[PTLsim-devel] Issues with multiple OOO-cores
Matt T. Yourst
Mon Aug 20 22:12:09 EDT 2007
On Monday 20 August 2007 14:37, Stephan Diestelhorst wrote:
> Hi again,
> during testing and code review I 've found that it is possible to use
> the 'ooocore' with multiplie cores in PTLsim/X.
>
> As far as I can see, ooocore treats fences and locked memory accesses (as
> in SWAP for example), as no-ops and ignores any side-effects caused by
> them. This is fine for single-core usage, but can IMHO create trouble in a
> multi-core scenario (which actually exists) if one has a multi-cpu domU and
> uses the ooo model, as the 'instant visibility' consistency model still
> allows shuffling of the loads on a core, which could cause inconsistent
> reads from data written by another core.
>
> This might be one of the reasons for using the smtcore, where those
> instructions actually have the expected effects: fences cause ordering
> constraints on memops and locked memops actually take a lock for the
> duration of the x86 op on the modfied address.

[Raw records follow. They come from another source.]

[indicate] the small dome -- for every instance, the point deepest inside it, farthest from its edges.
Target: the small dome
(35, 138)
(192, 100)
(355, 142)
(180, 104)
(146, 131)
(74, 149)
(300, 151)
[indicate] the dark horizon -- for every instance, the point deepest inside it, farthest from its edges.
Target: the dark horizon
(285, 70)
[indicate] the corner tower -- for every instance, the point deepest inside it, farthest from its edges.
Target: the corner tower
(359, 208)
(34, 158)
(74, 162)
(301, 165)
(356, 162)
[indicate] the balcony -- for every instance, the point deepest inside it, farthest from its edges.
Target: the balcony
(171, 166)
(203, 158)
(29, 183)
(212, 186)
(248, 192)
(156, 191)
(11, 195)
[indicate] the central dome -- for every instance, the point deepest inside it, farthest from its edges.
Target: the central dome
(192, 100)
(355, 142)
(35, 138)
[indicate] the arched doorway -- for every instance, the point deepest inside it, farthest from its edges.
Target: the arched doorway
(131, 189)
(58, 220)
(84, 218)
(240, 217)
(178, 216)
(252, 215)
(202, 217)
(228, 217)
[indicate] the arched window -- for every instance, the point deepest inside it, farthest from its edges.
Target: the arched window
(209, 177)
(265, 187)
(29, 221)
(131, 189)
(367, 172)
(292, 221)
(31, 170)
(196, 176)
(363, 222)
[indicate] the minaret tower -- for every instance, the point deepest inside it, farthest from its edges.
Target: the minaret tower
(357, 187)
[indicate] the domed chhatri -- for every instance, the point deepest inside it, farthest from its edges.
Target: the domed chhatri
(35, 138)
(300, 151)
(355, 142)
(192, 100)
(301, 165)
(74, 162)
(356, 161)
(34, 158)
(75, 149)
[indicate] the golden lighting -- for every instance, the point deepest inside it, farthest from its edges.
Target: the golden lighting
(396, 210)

But then again uops do
> contend for functional units and cache entries in the smtcore.
>
> Is my understanding correct so far?
>
Yes, that's correct - ooocore does not support more than one VCPU since it
lacks locking support. Since the locking is so complicated (for deadlock
reasons), We only support this in the SMT core, rather than having to
maintain the same code in two places. SMT threads need this support anyway,
independent of any cache coherence based line locking.
At some point we want to remove ooocore from the code base, but since
apparently many people still depend on it, we decided not to do this, and we
are trying not to make major changes to the ooocore code for this reason.
The bottom line is this:
- always use smtcore for full system PTLsim, even with 1 VCPU
- always use ooocore for userspace PTLsim
This applies even if you only have one VCPU in the virtual machine. There may
be some bugs in ooocore that cause problems in full system mode, even with
only one VCPU - we do not test this combination.

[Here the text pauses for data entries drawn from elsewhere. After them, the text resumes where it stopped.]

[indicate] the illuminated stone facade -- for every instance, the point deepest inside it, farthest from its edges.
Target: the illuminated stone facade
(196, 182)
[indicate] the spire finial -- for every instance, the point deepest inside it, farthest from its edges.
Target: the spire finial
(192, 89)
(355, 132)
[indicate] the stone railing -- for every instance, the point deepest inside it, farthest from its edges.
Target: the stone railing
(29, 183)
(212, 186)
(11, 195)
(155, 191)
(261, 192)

> Why are the fences and locks left out of the ooocore?
> Is there a certain reason, why a full SMP (with 'instant visibility' still
> being acceptable) core has not been employed?
> Is anybody working on that and willing to share code effort?
>
I think Hui updated the SMT core code so N VCPUs can be configured as either N
single-threaded cores or one N-threaded core. I'll ask him about this - I
can't seem to find his code for it right now.
> I will need a reasonable SMP model for my evaluation work, which I'm doing
> for my Masters thesis. If there ain't no such yet, I'll have to build my
> own. Hence I'd be grateful to any pointers and hints regarding pitfalls and
> previous attempts in order to avoid repeating encountered errors.
We have an ongoing project to add a full MESI cache coherence model to PTLsim.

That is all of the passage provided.